Chi sono i ricchi? Il provvedimento riguarda i cosiddetti HNWI acronimo usato dalle banche mondiali per individuare gli High Net Worth Individuals cioè persone che hanno un patrimonio netto (comprese case e beni di lusso) superiore a 1 milione di euro/dollari. È una definizione molto vaga ma c’è chi ha contato quanti sono questi paperoni di piccolo taglio (oltre 15 milioni nel mondo secondo il World Wealth Report 2016).
La Flat Tax sui redditi esteri per paperoni non-residenti in Italia, ma che intendano risiedervi, vale 15 anni e si proroga di anno in anno in base alla richiesta del singolo individuo nella dichiarazione da presentare al fisco italiano. In teoria vale anche da quest’anno quindi si può subito fare domanda.
Si possono far entrare in Italia anche i familiari, pagando 25 mila euro per ogni figlio, cugina, zio, ecc… sempre in relazione ai redditi prodotti all’estero.

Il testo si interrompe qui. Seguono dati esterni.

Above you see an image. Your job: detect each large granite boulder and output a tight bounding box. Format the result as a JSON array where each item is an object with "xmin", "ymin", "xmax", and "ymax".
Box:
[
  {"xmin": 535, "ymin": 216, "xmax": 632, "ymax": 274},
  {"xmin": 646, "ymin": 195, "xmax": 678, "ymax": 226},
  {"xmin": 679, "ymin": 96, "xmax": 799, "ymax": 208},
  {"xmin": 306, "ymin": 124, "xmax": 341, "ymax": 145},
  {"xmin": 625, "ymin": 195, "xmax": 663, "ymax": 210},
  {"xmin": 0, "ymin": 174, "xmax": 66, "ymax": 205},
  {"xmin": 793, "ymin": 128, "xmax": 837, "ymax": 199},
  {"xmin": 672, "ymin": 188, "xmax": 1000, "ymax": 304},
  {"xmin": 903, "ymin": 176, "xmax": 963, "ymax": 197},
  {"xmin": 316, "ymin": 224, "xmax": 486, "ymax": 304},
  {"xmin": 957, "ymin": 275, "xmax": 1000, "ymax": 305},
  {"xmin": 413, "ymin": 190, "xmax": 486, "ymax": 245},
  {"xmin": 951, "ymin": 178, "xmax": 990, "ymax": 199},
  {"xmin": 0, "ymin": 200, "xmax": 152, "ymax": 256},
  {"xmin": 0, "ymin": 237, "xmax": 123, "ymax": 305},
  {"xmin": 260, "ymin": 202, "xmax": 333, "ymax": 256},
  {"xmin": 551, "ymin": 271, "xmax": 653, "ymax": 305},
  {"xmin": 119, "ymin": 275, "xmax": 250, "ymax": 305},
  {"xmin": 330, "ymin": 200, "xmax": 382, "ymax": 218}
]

La procedura di approvazione della richiesta in realtà non si limita a una autocertificazione ma consiste in un controllo, da parte dell’Agenzia delle entrare, per appurare che il soggetto richiedente non abbia avuto residenza Italiana nei 9 anni precedenti alla richiesta e questo per evitare ingressi studiati ad hoc solo per pagare meno tasse sui milioni fatti a Dubai o Miami.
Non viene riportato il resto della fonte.